2002 Denver Annual Meeting (October 27-30, 2002)

Paper No. 6
Presentation Time: 3:00 PM

FAULT REACTIVATION, SEISMIC HAZARD, AND BACKGROUND NOISE EAST OF THE ROCKY MOUNTAINS


WHEELER, Russell L., USGS, P.O. Box 25046, MS 966, Denver, CO 80225, wheeler@usgs.gov

One reason to study ancient basement faults that have undergone Phanerozoic reactivation is that their reactivation could indicate the fault poses a seismic hazard. In much of the central and eastern U.S. (CEUS), sparse, scattered, background seismicity indicates a low level of ubiquitous present-day seismic faulting. This seismicity is treated straightforwardly in hazard computations and the geologic study of its faults would add little. How much should a fault be reactivated to distinguish itself from the background seismic faulting? C.S. Mueller (USGS) has calculated rates of CEUS background seismicity as part of updating the 1997 USGS national seismic-hazard maps. Global analogues to the CEUS have had rare historical earthquakes at least as large as moment magnitude M 7. Rare, large earthquakes dominate the long-term occurrence and accumulation of seismic slip. MuellerÂ’s rates allow calculation of likely recurrence intervals (t) for CEUS M 7 earthquakes. Published regressions estimate the slip (s) typically produced by such an earthquake. Geologic maps of eight CEUS states show similar areal densities (d) of mapped faults 50 km long, or 50-km sections of longer faults, about the typical length of an M 7 rupture zone.
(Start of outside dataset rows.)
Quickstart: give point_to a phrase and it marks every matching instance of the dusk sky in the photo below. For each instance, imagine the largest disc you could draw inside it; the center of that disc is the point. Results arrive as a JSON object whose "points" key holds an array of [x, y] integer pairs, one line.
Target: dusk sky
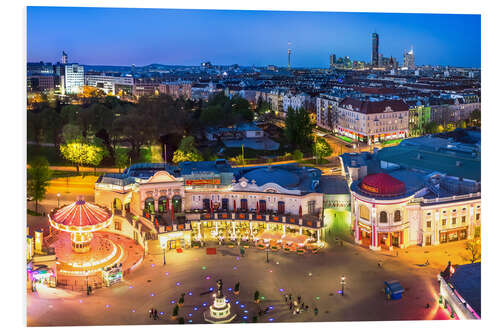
{"points": [[119, 36]]}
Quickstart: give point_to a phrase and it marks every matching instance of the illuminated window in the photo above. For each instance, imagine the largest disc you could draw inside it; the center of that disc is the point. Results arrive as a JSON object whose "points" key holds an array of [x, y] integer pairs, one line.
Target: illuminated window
{"points": [[397, 216], [364, 212], [383, 217]]}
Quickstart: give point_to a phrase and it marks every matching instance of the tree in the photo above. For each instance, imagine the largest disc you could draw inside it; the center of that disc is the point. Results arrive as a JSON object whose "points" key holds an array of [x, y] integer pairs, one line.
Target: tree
{"points": [[321, 148], [473, 248], [187, 151], [82, 153], [298, 127], [38, 179]]}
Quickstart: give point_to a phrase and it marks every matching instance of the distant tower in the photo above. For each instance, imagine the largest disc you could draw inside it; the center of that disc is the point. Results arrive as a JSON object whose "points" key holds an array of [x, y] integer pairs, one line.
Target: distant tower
{"points": [[64, 58], [289, 55], [375, 60]]}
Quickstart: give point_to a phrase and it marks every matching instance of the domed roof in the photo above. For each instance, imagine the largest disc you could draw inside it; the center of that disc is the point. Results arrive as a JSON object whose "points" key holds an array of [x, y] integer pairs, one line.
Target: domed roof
{"points": [[382, 184], [80, 214], [278, 176]]}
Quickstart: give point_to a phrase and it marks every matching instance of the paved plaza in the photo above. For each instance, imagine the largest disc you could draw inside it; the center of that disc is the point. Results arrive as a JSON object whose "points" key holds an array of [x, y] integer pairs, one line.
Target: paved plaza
{"points": [[316, 278]]}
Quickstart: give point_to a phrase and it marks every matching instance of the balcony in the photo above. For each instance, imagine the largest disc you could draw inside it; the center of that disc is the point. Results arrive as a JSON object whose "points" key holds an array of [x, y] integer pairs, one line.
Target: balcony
{"points": [[269, 216]]}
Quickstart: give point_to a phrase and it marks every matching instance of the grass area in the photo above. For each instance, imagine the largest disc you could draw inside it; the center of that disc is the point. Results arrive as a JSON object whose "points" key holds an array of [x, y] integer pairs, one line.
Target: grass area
{"points": [[338, 225], [344, 138]]}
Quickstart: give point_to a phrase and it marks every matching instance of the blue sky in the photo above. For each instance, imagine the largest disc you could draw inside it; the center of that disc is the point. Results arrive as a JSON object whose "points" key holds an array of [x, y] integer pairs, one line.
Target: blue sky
{"points": [[122, 36]]}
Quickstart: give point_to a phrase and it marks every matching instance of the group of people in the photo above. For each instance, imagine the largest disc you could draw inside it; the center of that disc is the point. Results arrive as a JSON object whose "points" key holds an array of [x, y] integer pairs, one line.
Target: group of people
{"points": [[297, 306], [153, 313]]}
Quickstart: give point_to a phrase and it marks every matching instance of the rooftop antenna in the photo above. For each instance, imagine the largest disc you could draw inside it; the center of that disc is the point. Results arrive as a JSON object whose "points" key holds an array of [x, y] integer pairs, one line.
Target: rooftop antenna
{"points": [[289, 54]]}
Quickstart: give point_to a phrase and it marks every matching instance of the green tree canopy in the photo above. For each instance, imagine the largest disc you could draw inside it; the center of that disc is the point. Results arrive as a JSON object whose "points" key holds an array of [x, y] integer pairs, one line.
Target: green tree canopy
{"points": [[321, 148], [38, 179], [187, 151], [298, 127]]}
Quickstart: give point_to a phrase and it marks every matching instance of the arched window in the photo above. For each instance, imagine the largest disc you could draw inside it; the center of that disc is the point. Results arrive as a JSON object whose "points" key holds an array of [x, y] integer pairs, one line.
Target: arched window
{"points": [[383, 217], [364, 213], [397, 216]]}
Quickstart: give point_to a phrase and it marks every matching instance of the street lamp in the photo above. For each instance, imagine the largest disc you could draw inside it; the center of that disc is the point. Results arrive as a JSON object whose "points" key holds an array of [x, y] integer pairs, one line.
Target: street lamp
{"points": [[267, 253]]}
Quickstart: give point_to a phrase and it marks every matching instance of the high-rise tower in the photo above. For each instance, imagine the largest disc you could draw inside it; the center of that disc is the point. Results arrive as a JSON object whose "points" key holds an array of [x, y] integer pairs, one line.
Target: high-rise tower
{"points": [[375, 61], [289, 55], [64, 58]]}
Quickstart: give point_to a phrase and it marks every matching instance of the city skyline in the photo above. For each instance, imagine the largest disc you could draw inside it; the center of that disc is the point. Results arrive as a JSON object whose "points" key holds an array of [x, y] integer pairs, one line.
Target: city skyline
{"points": [[188, 37]]}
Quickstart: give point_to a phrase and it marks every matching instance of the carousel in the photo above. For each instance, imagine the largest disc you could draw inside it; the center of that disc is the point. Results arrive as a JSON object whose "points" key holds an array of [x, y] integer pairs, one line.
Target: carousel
{"points": [[82, 250]]}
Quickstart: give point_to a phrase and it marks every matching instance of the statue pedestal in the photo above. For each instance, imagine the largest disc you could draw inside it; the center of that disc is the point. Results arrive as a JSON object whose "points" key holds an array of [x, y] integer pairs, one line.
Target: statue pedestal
{"points": [[219, 312]]}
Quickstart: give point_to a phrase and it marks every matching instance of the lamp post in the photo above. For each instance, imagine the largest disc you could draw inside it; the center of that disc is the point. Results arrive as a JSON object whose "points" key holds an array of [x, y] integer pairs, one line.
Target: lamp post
{"points": [[163, 243], [267, 253]]}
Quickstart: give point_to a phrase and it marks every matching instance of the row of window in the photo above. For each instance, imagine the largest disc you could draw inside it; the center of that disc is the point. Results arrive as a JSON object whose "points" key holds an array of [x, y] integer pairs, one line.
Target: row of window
{"points": [[444, 222]]}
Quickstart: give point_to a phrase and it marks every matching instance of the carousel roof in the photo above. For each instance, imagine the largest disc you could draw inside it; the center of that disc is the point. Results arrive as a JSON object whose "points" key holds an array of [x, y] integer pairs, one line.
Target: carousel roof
{"points": [[81, 214]]}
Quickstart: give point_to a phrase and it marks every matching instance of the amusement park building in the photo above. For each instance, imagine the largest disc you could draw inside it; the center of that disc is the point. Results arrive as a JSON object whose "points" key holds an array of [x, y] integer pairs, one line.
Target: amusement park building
{"points": [[425, 191], [208, 200]]}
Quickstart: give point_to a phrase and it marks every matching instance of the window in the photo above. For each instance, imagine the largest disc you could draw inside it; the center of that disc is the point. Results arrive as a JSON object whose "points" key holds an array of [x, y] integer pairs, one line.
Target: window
{"points": [[383, 217], [397, 216], [364, 212], [311, 205]]}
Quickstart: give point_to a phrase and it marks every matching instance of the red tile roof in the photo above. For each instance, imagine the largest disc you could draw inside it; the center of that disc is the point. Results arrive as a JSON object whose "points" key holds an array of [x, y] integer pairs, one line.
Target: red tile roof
{"points": [[368, 107]]}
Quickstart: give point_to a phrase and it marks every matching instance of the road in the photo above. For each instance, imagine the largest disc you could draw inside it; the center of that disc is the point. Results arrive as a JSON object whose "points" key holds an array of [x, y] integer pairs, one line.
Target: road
{"points": [[314, 277]]}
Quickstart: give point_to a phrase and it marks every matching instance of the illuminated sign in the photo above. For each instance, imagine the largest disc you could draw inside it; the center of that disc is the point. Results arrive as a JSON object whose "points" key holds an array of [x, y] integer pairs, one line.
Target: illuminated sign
{"points": [[203, 181], [337, 201]]}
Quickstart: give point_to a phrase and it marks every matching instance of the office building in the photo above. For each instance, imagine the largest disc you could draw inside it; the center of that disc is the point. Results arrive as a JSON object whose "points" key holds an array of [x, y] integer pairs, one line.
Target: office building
{"points": [[375, 59]]}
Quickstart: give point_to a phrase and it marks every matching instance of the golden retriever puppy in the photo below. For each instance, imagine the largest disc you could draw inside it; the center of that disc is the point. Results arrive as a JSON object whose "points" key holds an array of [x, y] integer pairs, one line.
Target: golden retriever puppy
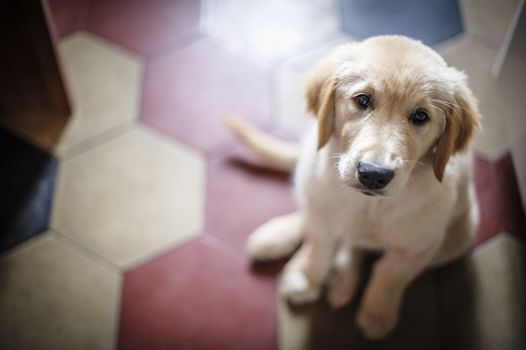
{"points": [[385, 168]]}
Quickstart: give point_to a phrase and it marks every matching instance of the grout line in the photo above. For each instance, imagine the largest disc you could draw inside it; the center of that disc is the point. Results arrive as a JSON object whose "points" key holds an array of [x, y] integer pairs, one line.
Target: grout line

Together, t, s, d, and their standard deviations allow estimates of the average, long-term fault slip rate (V) attributable mainly to rare, M 7, background earthquakes. Thus, a fault rises above the CEUS background if its slip rate significantly exceeds V. The pertinent slip must have occurred after a fault reached its likely present level of activity. Thus, pertinent slip on Appalachian or Ouachita faults would be post-orogenic, and pertinent slip in Mesozoic or Neoproterozoic-Cambrian rifts and passive margins would be post-rifting. At the 0.95 confidence level, this analysis suggests that faults in the CEUS central craton should slip faster than 2.3 m/m.y. to justify study for hazard assessments, or faster than 3.8 m/m.y. in the continental rim of Phanerozoic rifts, passive margins, and orogens. Faults offsetting oldest Quaternary strata less than 6 m on the Atlantic seaboard may represent only background seismicity, as may offsets of the basal Cambrian unconformity on the stable platform of less than 1.2 km.